There are other features that will come into this version such as IOMMU which is important on modern CPUs. Something that we probably take for granted is that as all of these new features are introduced over the years, not just CPUs need to be designed for them, but there is then an entire systems enablement effort to ensure that features like the IOMMU operation works with other hardware. Longtime readers may remember our Dell PowerEdge R7415 NVMe Hot Swap AMD EPYC in Action piece because it took months for hot swap NVMe, originally built on Intel Xeon, to work on AMD EPYC. We think of that as a foundational feature today, but in modern CPUs, there is a lot going on.
Ventana is also supporting RISE. RISC-V is sometimes compared to the wild west since, in theory, one can do just about anything with CPUs.

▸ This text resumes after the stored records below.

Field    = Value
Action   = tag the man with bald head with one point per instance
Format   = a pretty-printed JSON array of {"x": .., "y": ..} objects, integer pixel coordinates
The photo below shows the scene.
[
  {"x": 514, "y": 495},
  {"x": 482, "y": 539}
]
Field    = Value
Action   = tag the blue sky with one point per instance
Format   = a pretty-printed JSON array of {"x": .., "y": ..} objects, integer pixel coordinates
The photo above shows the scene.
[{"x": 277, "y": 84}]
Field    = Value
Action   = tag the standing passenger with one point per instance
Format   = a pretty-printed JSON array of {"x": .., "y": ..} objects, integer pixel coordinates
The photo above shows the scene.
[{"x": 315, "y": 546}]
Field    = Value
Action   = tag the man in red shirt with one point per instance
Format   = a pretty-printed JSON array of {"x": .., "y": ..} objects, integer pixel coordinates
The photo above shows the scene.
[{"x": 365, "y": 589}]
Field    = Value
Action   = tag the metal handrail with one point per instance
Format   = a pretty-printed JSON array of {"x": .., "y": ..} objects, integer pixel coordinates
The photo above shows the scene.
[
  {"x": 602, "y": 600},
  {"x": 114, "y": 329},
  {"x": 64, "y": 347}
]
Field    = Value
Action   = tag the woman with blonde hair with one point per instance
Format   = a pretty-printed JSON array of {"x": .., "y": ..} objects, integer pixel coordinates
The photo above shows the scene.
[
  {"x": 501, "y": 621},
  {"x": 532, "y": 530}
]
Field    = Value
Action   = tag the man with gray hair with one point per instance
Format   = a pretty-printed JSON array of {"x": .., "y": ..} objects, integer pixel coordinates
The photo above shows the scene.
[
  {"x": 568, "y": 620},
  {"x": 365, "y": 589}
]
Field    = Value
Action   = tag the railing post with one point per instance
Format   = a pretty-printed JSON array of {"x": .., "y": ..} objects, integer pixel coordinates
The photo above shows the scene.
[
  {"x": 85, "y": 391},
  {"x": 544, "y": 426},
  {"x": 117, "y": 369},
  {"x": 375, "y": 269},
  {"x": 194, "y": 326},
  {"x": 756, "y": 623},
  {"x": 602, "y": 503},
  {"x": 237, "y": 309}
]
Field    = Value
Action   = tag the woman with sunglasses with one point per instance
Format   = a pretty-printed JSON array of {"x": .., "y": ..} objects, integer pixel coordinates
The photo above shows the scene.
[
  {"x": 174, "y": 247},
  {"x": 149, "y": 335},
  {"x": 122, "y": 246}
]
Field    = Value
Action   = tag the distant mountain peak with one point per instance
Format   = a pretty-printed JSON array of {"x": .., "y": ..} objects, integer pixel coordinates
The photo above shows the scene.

Ventana is a RISC-V design, but it wants to be a standards-based one for compatibility, so RISE support is important.
To be fair, Ventana can have a good RISC-V part, but being 5% faster than an alternative in a generation is not going to get companies to switch architectures. Instead, the company is banking on the idea of integrating acceleration chiplets (likely UCIe based) into I/O hubs as a central part of its strategy giving its parts a different performance curve. For example in a storage server, crypto and compression may be important to integrate. In a CDN server, perhaps that is a transcoding accelerator. The idea is that integrating these accelerators changes the curve. This is already common industry practice, just with the accelerators on the PCIe bus for AMD and companies like Ampere and Intel integrating directly into the CPU.
At this point, the idea of 32 core UCIe enabled chiplets with room to add accelerator chiplets on package might sound exciting, but there is more.
Hyper-scalers want to add custom acceleration directly to the I/O hub. Ventana is already pitching its chiplets for use on customer-designed I/O hubs.
The chiplet side is really interesting because it allows for chips to be made more quickly. A FPGA can be added, and then later an ASIC accelerator. That adds flexibility, but it also lowers the barrier to entry since it allows packages to be constructed using smaller IP blocks that use UCIe and an I/O hub.
Ventana’s goal is to have its customer designs use these DSA chiplets, whether FPGA or ASIC to deliver better workload efficiency, rather than just the maximum SPECint throughput.
Here is a great example of some of the DSA blocks. A really good one here is the infrastructure offloads.
At the end of Ventana’s slides, there was a server. This appears to be a Gigabyte platform that will be a single socket 192 core 1U server with 12-channel DDR5-5600. Do not take too much stock in the actual picture as it seems to be an Intel Skylake/ Cascade Lake server that has a little bit of Photoshop magic around the CPU socket area.
We asked about availability, and our sense is that we will not have one in the STH lab by Q1 2024 but hopefully later in 2024.
This is really something different. If you look at what Ampere and previously Marvell/ Cavium tried to do in the server space, it was to compete directly with Intel on general-purpose compute platforms where one of the big optimizations was lowering floating point throughput on a superior TSMC process node to get better integer performance per watt. That is really the magic of Arm servers today. Ventana is doing something different looking to be the CPU core for the UCIe era where it expects the market to move to acceleration. That feels a bit more like the Annapurna Labs / AWS model rather than what some of the well-known Arm players have been doing.
Now the challenge I posed to the Ventana team is when do we get one? To me, it feels more real when I can boot Ubuntu on a server and get going. I am hoping the answer is 2024.